Los gobiernos ulteriores de Herbert Hoover (1929-1933) y Franklin D. Roosevelt (1933-1945) rechazaron el derecho de Estados Unidos a intervenir en América Latina. En particular, la Política del Buen Vecino, instituida por Roosevelt en la década de 1930, ayudó a disipar gran parte de la mala voluntad generada por las intervenciones y las decisiones estadounidenses unilaterales del pasado, aunque no logró acabar con todas las tensiones entre este país y América Latina.

ESTADOS UNIDOS Y ASIA

En el cambio al siglo XX, Estados Unidos estaba recién establecido en las Filipinas y asentado con firmeza en Hawai y tenía grandes esperanzas de establecer un comercio vigoroso con China. Sin embargo, varias naciones de Europa habían establecido su esfera de influencia allí en forma de bases navales, territorios en arrendamiento, derechos comerciales monopolistas y concesiones exclusivas para invertir en la construcción de vías férreas y en minería.

En la política exterior de Estados Unidos, el idealismo coexistió con el deseo de competir con las potencias imperiales de Europa en el Oriente Lejano. El gobierno estadounidense insistió, por cuestión de principios, en la igualdad de todos los países en materia de privilegios comerciales. En septiembre de 1899, el secretario de Estado John Hay recomendó una política de "puertas abiertas" para todas las naciones en China, es decir, a la igualdad de oportunidades comerciales (incluso con los mismos aranceles, derechos portuarios y tarifas de ferrocarril) en las áreas controladas por Europa. A pesar de su elemento idealista, la política de "puertas abiertas" fue, en rigor, una maniobra diplomática para obtener las ventajas del colonialismo sin tener el estigma que implicaba ejercerlo en forma franca. El éxito obtenido fue limitado.

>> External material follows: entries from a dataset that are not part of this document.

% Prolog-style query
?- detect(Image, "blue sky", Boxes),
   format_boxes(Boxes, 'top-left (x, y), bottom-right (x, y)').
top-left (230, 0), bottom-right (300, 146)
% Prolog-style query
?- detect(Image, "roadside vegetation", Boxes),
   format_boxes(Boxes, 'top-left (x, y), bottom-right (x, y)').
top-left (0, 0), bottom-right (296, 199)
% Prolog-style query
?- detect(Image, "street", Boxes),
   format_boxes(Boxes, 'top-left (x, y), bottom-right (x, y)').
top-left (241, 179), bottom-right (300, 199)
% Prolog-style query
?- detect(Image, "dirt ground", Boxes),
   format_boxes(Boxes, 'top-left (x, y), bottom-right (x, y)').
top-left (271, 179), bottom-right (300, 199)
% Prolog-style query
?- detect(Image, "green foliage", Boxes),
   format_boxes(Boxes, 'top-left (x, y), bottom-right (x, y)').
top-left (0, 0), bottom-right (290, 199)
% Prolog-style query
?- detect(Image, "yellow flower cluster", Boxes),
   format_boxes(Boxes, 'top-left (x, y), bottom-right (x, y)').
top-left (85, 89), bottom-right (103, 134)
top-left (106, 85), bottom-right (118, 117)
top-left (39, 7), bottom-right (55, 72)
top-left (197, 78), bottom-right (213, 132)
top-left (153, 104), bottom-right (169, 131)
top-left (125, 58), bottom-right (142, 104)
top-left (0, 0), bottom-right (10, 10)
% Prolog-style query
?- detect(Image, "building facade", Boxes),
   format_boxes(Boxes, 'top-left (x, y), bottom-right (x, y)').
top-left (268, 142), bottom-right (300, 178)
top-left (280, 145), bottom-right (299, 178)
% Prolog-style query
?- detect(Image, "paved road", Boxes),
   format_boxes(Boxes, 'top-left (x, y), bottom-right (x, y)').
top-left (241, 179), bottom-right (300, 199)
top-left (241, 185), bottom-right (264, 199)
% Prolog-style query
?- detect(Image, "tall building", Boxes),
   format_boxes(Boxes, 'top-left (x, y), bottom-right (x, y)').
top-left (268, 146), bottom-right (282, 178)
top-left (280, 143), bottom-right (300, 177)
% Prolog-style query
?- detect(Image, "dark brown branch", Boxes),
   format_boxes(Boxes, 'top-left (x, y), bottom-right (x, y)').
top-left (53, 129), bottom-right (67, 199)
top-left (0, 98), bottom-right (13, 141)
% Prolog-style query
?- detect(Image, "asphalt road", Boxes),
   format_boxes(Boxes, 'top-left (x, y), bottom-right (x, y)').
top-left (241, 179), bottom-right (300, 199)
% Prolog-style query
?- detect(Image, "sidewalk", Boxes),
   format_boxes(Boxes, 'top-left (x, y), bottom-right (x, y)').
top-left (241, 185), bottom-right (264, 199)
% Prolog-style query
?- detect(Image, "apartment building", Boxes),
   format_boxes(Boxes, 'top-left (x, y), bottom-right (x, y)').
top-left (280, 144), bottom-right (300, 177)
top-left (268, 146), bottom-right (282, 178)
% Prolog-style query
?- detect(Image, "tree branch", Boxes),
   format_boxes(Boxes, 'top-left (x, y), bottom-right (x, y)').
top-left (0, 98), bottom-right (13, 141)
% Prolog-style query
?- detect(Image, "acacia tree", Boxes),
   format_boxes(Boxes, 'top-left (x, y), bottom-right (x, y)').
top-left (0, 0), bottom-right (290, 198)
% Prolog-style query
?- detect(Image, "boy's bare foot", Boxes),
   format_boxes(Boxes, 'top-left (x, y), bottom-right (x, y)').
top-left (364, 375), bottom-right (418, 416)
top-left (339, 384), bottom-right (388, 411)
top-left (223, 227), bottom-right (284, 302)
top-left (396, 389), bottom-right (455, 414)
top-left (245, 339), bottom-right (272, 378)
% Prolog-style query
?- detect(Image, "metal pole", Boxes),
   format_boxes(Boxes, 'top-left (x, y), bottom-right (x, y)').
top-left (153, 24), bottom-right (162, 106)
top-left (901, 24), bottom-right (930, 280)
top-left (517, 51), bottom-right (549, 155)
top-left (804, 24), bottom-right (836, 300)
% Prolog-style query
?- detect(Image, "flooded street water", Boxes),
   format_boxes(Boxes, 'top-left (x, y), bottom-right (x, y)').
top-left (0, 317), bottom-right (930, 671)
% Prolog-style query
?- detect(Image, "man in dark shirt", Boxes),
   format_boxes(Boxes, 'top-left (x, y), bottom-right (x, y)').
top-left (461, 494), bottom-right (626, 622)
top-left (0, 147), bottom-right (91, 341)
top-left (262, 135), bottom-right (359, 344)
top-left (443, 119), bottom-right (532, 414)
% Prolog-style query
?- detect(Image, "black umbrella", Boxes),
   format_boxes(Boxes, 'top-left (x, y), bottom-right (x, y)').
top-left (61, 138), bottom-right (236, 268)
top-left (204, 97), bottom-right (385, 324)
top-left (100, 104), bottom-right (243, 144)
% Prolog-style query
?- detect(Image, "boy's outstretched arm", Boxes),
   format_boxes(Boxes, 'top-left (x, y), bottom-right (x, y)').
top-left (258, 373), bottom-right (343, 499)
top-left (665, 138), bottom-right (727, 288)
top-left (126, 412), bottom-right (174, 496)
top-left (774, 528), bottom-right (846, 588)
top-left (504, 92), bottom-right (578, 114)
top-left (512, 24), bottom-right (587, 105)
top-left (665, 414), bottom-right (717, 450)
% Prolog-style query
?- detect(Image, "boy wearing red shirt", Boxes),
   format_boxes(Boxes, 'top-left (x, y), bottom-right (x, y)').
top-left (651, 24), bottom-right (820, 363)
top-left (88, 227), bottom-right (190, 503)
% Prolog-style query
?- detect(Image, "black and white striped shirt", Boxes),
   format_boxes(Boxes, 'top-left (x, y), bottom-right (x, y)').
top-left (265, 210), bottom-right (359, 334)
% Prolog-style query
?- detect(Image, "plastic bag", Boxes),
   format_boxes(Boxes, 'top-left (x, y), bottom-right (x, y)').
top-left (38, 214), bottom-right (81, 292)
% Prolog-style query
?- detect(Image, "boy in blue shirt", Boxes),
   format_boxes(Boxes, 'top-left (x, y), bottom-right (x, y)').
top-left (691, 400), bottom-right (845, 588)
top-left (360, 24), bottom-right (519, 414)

Con la Rebelión de los Bóxer en 1900, los chinos se alzaron contra los extranjeros. En junio, los insurgentes se apoderaron de Beijing y atacaron las cancillerías extranjeras en esa ciudad. Hay se apresuró a informar a las potencias europeas y a Japón que Estados Unidos se opondría a cualquier afectación de los derechos territoriales o administrativos de China y reafirmó la política de puertas abiertas. Una vez que la rebelión fue sofocada, Hay protegió a China de las ruinosas indemnizaciones que se le exigían. Sobre todo para no perder la buena voluntad norteamericana, Gran Bretaña, Alemania y varias potencias coloniales menores suscribieron formalmente la política de puertas abiertas y la independencia de China. En la práctica, consolidaron sus posiciones y privilegios en ese país.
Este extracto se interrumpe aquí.